1

Is there a way to import modules from a CPython script, but run them in PyPy?

The problem is that I have a code that uses lots of SciPy (and NumPy), but there are parts of the code that could be optimized with PyPy.

Here's a random example of what I would like to do:

sub_run_in_pypy.py module:

#assuming this can be optimized with PyPy
def function_a(foo):
    return foo**2

main_run_in_cpython.py module:

import scipy.stats as stats

#assuming this exists:
import import_function_for_pypy
pypy_imported_function = import_function_for_pypy(module_name=sub_run_in_pypy, function_name=function_a)

x = stats.t.rvs(5, loc=0, scale=1, size=1)

print pypy_imported_function(x)

If this does not exist, why not?

Edit: As Bakuriu inferred, I was suggesting it could potentially be something that runs in a separate process. Would this add too much overhead?

TimY
  • 5,256
  • 5
  • 44
  • 57
  • I don't understand. Do you want to run some code as CPython and some code as PyPy? Then you must use two different processes, one with PyPy and one with CPython, but this will add a lot of overhead to communicate between processes. – Bakuriu Apr 08 '13 at 11:47
  • Yes, that's what I was suggesting - would the overhead really reduce the performance that much? (I'm sorry that was unclear) – TimY Apr 08 '13 at 11:49
  • It depends. Multiprocessing allows you to add some parallel computation which can increase the speed of the computation on multicore machines, but you must be careful to avoid many little communications between processes. Avoid sending small "information packets", try to do batch communications as much as possible. We can't say anything more without the specific code. You should probably try and *profile* (at least with some sample code). – Bakuriu Apr 08 '13 at 12:10
  • I see. So you're suggesting this is not a mainstream practice due to the the fact that the efficiency is code-specific.
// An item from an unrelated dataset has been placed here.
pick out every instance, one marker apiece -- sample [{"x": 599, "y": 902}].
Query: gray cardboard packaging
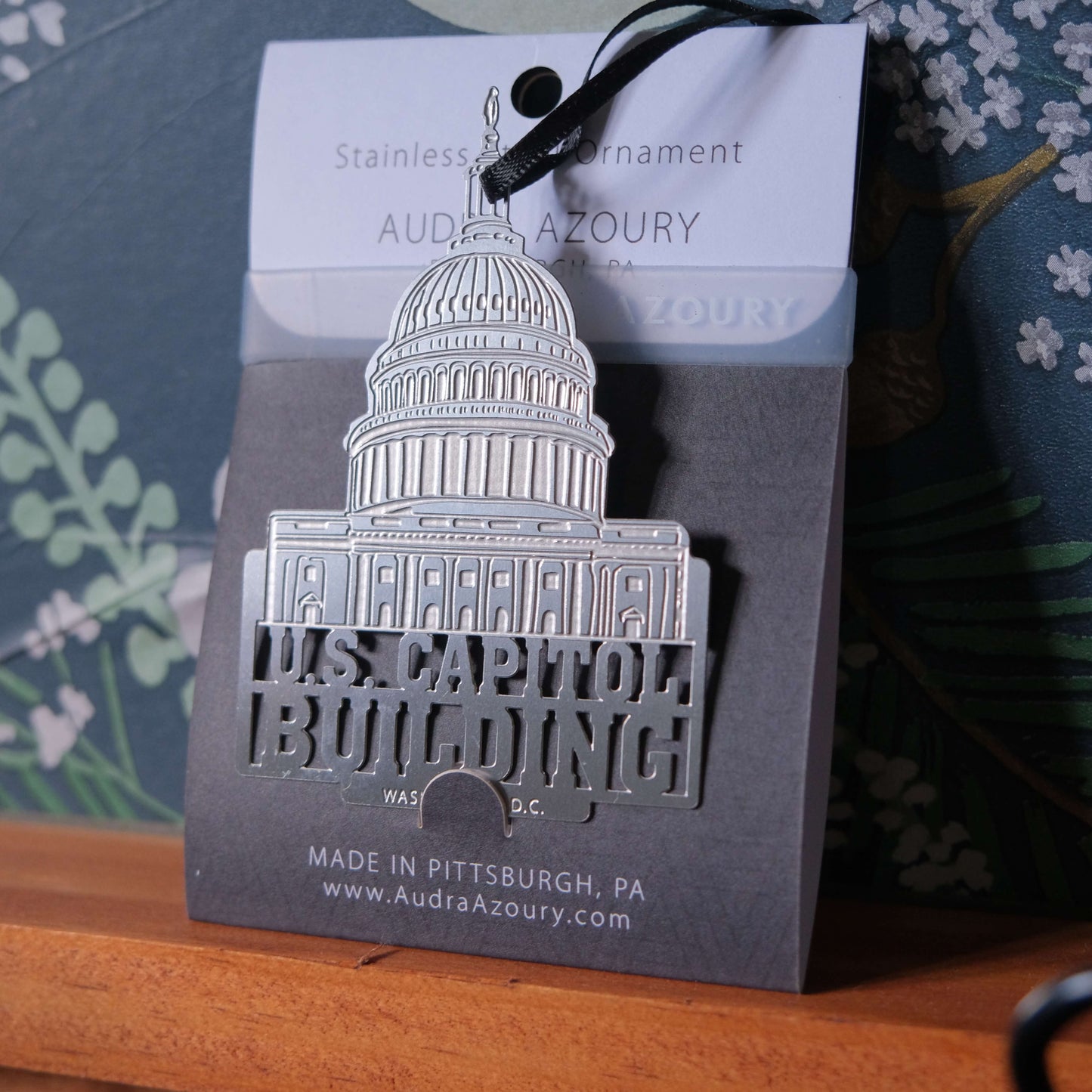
[{"x": 749, "y": 459}]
Unfortunately, I cannot post the code since it is too long and complex, but thank you for the offer. I will have a look at what I can do. – TimY Apr 08 '13 at 12:59
  • 1
    Generally you have to consider that every communication between processes is like 1000 or more times slower then normal operations. Depending on the task it might or not be possible to "dilute" these heavy operations among the others to obtain a speed up. Other tasks are intrinsecally serial and, no matter what, you wont obtain big speed ups with parallelization. So, yes, it highly depends on your problem.There are some conventional ways of doing this, e.g. pipes, RPCs,signals or sockets, so you ought to take a look at the [standard library](http://docs.python.org/2/library/ipc.html). – Bakuriu Apr 08 '13 at 14:50

1 Answers1

0

Since I stumbled over this question long before the other thread, the reverse mechanism is described briefly here (Can I embed CPython inside PyPy?).

The basic idea is to start a PyPy interpreter alongside the CPython interpreter (or vise versa) and connect them via inter process communication. While you might be tempted to try to do this via pipes or sockets, it is highly recommended to use a higher-level library, such as execnet (which is actually used for this purpose).

If you go for a low-level approach, be sure to decide early if and how you can handle architectures such as multi-thread or multi-process execution, whether you want asynchronous computation or even master-worker setups.

Community
  • 1
  • 1
MisterMiyagi
  • 44,374
  • 10
  • 104
  • 119